Fourth generation: the proposal of the Data Mesh
Several companies have started experimenting with self-service platforms to enable teams close to the business (the original development teams of the OLTP systems) to support the business better by owning their own data. This move has been named by Zhamak Dehghani as a Distributed Data Mesh.
As the four key principles described above indicate, the Distributed Data Mesh approach is very different from the previous approaches:
- Instead of one centralised model, the domain-oriented models are owned by the IT teams/business.
- Data is treated as a product itself, and systems need to be in place for the business to manage this data as an asset.
- There needs to be a self-serve infrastructure platform that the IT teams can use to store the data, and host the processing of it and access to it – this ensures that it isn’t just disconnected collections of data with no easy way to combine it when needed.
- There needs to be a systematic way of ensuring the models link together so that data between domains can be joined up, like in a centralised Data Lake.
The promises of the Data Mesh approach include:
- Better data quality as the business owns the data as a product, and is driven to ensure it remains high quality.
- The analytics data is back with the domain-oriented IT teams who understand the data better and are close to the business.
- The access control models in the OLTP systems can more easily be mirrored into the storage for the analytics systems.
There is still a lot to unpick around what precisely a Data Mesh is, so I will look more closely at the four principles and their implications in a future blog post.

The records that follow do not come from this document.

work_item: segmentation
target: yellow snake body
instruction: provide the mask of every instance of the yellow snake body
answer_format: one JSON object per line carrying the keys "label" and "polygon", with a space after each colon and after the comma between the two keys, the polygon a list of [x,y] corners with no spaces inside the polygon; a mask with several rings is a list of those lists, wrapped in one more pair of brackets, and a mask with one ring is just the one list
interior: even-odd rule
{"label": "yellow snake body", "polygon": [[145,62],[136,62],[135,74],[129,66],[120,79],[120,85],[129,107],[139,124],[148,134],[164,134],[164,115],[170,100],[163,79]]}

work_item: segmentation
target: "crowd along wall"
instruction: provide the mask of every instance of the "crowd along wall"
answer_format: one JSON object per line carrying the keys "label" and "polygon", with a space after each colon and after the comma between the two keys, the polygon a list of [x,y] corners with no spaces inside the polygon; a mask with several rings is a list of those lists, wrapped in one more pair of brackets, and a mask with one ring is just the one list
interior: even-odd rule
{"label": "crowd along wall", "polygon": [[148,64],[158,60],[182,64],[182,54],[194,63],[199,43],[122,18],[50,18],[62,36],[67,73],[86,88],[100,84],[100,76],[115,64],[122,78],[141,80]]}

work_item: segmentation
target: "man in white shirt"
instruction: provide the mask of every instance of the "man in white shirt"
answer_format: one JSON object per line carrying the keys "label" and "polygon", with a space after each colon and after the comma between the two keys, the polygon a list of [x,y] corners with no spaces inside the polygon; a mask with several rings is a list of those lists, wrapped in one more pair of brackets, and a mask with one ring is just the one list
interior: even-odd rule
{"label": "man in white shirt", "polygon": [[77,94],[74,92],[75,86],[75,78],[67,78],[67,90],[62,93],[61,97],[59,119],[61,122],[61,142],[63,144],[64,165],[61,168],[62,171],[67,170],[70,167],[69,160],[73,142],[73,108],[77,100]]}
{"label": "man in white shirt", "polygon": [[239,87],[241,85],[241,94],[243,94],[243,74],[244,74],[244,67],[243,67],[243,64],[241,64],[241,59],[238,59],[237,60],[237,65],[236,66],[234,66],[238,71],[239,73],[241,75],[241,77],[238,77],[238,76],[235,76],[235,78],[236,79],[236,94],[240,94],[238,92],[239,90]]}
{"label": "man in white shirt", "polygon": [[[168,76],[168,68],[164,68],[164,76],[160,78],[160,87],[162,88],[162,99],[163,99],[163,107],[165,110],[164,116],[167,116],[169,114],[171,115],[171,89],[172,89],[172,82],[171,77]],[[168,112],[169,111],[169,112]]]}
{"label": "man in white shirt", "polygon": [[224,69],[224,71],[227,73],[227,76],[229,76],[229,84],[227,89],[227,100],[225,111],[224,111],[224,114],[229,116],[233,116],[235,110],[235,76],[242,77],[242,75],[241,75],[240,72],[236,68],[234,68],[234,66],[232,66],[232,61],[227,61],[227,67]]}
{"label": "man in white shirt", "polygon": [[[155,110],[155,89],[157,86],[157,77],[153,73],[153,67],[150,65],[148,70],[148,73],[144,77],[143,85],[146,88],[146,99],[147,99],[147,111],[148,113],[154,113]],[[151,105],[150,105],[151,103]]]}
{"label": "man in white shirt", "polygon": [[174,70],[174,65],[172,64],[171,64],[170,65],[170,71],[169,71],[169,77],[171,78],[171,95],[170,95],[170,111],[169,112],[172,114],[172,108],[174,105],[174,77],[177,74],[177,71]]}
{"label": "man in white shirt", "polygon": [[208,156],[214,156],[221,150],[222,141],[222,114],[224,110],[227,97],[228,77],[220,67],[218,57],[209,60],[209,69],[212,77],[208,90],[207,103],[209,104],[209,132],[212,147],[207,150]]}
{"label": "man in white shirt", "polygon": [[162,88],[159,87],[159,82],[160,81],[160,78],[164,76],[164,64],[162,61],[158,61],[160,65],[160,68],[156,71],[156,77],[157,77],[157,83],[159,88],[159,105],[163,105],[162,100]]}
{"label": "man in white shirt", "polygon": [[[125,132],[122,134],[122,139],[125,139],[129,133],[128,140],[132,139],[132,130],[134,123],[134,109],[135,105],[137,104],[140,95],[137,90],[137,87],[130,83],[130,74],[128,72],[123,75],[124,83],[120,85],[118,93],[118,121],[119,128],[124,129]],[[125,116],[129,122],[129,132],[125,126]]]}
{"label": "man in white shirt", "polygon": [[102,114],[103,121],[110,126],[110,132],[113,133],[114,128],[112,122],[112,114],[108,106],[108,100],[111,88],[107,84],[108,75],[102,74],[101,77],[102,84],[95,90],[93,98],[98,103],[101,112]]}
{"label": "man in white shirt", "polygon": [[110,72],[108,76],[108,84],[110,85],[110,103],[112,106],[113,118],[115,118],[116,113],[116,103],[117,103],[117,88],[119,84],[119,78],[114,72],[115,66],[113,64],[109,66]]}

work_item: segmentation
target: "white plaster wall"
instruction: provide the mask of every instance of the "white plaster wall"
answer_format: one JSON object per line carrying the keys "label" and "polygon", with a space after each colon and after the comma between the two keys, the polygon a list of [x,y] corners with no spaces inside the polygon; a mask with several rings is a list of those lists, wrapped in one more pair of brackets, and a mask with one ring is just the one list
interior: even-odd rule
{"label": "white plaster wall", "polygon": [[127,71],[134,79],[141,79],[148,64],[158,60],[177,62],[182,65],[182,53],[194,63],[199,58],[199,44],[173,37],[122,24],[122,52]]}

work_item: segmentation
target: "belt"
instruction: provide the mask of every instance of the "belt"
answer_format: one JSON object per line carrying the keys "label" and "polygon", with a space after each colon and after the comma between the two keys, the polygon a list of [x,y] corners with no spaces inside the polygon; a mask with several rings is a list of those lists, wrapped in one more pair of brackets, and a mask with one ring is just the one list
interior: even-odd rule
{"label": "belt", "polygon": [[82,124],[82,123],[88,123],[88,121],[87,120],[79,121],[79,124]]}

But for now, let’s go back to our original questions: what is a Data Mesh? And is it a thing? I hope I have demonstrated that a Data Mesh is a different architectural approach from the generations that came before. It contains significant changes in who owns the data (the teams who own the OLTP systems and the business), how that data is treated (as a product), and in relation to the approaches/platforms that enable data to be used across domains.
I believe it is sufficiently different to be a distinctive change, and therefore that it is definitely a thing.